Can you provide a link or a reference ? I’m not any sort of expert in the subject but as far as I was aware most megalithic sites date from the Neolithic and earlier ones are either disputed or very rare, you claimed that there are large numbers of them, which I seriously doubt. Not that it makes much difference to my main point which is that we have no evidence that they were erected with posterity in mind, we don’t even know if anyone had a concept of posterity in the way that we do. To dismiss our mega constructions are merely ephemeral and serving no higher purpose on the basis of unknown and possibly misinterpreted history is illogical.
I invite you to find references yourself, Thornavis, although I linked a teaser above. Anonymous people assert wildly different versions of reality at one another online almost as a requirement. I have no interest in making our hosts space an example, as off-topic as this is.
As for posterity, I find the assumption about ancient man’s thinking interesting. Much of the point upthread had to do with modern man’s inability to think, whereas looking back in time we find the wholly ubiquitous phenomenon of legend: it’s illogical, rather, to nullify the tradition of oral and written lore that eventually combined to form the foundation of western thought.
Clearly there is no hard dividing line of human consciousness based on time – a go/no-go gauge with a datestamp. Consider that the Egyptians – who did indeed reference some very old phenomenon – erupted on the historical scene with their stunningly competent sciences, technologies, and methods fully formed, and left no prior or subsequent record of them with their disappearance. They’re not the only ones…
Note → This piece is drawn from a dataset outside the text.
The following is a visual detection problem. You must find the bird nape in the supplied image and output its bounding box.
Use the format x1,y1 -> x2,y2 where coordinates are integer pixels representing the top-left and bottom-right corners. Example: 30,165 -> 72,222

I’m aware that history is shoved into the convenient boxes of our time – they’re another component of the myopic and self-regarding establishment that also replaces reason and mind with post-structuralism and officialdom in virtually every category you’d care to mention. It’s also wrong on at least one major science and it is indeed logical to question its dogmatic view of history. We are not superior because we find ourselves to be superior. We just fiddle better and collect more. Or we think we do.
I also find it interesting that the moderate or conservative will accept a half dozen or so major structural fallacies – political, economic, cultural, social, moral, philosophical – and go so far as to urgently defend their effects that, were they defined fully and completely, would clearly fall into the fanciful progressive mindset. It’s certainly then a small step to link big bang creation myths to a slanted view of history by way of archaeology-by-the-numbers, or more assuredly, archaeology by popular interpretation out on the street. I’m sure that tendency of ours surprises no one.
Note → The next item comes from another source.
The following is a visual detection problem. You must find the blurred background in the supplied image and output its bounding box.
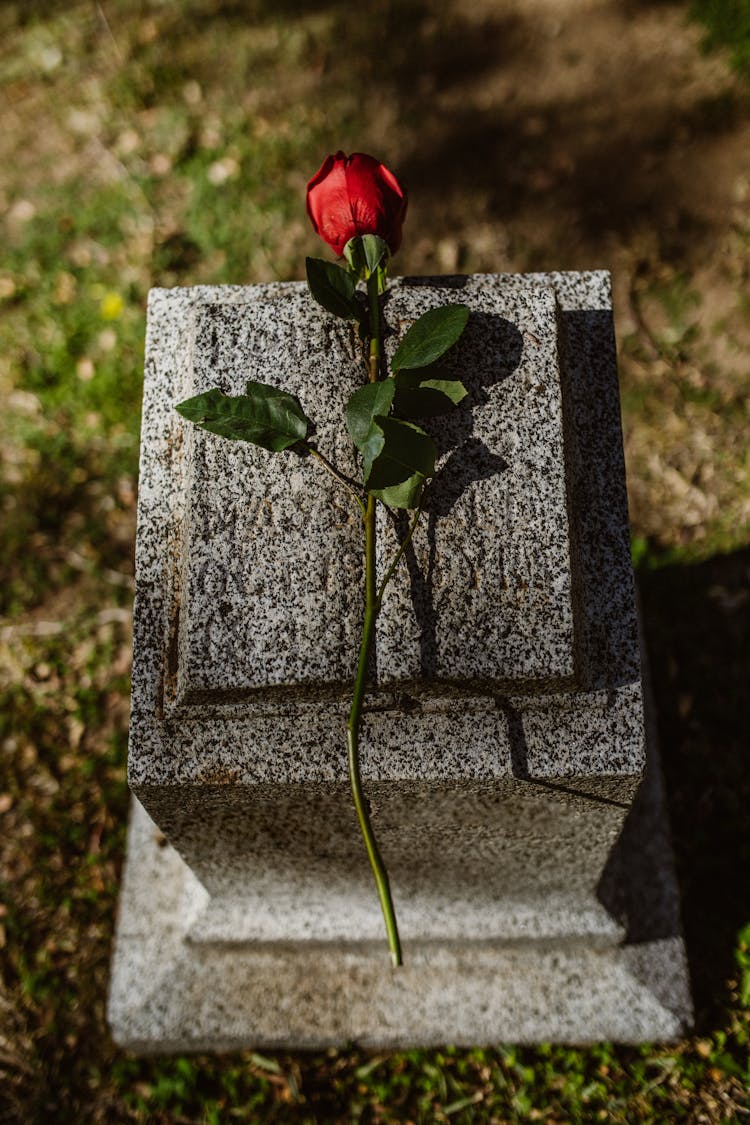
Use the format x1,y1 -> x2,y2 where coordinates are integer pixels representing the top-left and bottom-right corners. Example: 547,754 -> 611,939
0,0 -> 750,1123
I proposed that pop sensibilities are as predictable as they are common. With where we’re going and how we’re getting there, we should be less impressed with ourselves and our times than we are.
To dismiss our mega constructions [as] merely ephemeral and serving no higher purpose on the basis of unknown and possibly misinterpreted history is illogical
To say that said history is widely misinterpreted is not such an audacious statement, and if that’s the case, it makes less sense to question posterity and thought; certainly purpose and intent. I simply dismissed our stuff – since roughly the 20th Century, and with some exception – as technical, very short-sighted, and deeply self-impressed. I’d sort the remarkable phenomenon found in the distant past as anything but. Obviously they built for great meaning, whoever they were and however the bloody hell they did it.
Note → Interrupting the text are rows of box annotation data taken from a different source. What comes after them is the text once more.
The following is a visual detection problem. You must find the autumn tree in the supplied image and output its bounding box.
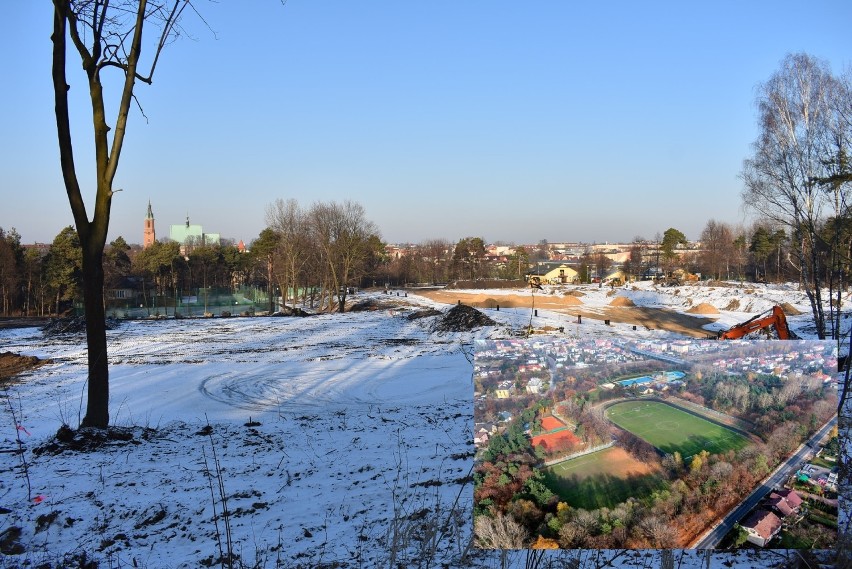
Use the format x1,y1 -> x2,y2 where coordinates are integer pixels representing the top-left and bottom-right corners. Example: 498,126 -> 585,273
660,227 -> 688,266
51,0 -> 188,428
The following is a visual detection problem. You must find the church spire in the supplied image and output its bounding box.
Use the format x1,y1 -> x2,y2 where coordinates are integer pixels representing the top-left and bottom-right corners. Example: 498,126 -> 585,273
142,200 -> 157,249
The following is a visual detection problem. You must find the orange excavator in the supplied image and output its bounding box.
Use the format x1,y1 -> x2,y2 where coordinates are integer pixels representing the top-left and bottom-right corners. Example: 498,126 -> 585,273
719,306 -> 797,340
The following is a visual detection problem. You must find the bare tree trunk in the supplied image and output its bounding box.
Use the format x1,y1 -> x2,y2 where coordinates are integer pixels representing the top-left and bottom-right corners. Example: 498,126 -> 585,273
81,247 -> 109,427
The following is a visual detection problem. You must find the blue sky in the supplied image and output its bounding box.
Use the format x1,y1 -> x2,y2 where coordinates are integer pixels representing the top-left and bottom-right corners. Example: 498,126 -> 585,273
0,0 -> 852,243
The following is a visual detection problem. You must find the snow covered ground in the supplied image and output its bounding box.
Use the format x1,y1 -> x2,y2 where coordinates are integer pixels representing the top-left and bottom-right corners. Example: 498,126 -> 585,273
0,283 -> 850,568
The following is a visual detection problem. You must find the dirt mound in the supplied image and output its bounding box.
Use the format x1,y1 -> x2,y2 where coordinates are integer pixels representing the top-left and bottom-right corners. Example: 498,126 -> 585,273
687,302 -> 719,314
0,352 -> 50,380
33,425 -> 156,456
41,316 -> 121,336
446,279 -> 530,289
779,302 -> 802,316
270,306 -> 312,318
406,308 -> 443,320
347,298 -> 396,312
435,304 -> 496,332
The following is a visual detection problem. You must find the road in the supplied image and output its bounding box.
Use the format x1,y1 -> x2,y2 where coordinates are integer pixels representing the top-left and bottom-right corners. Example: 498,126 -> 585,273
690,417 -> 837,549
Virtually all of our accepted narratives on distant times and peoples simply leaves all the many dozens of unanswered questions up in the air. That’s not a basis; it’s a concession. By now it’s even a tradition.
Right, so you dismiss a polite request to provide a simple link because it’s o/t and then go on to fill several paragraphs on the subject, that makes sense.
Such a travesty, since the general subject of accomplishment and periods and thought had been an open topic, right? I can see how very gutted you’d be not to have some red meat to bang on about.
Given how malformed your comments were, I somehow figured you’d take it that way. Call me perceptive.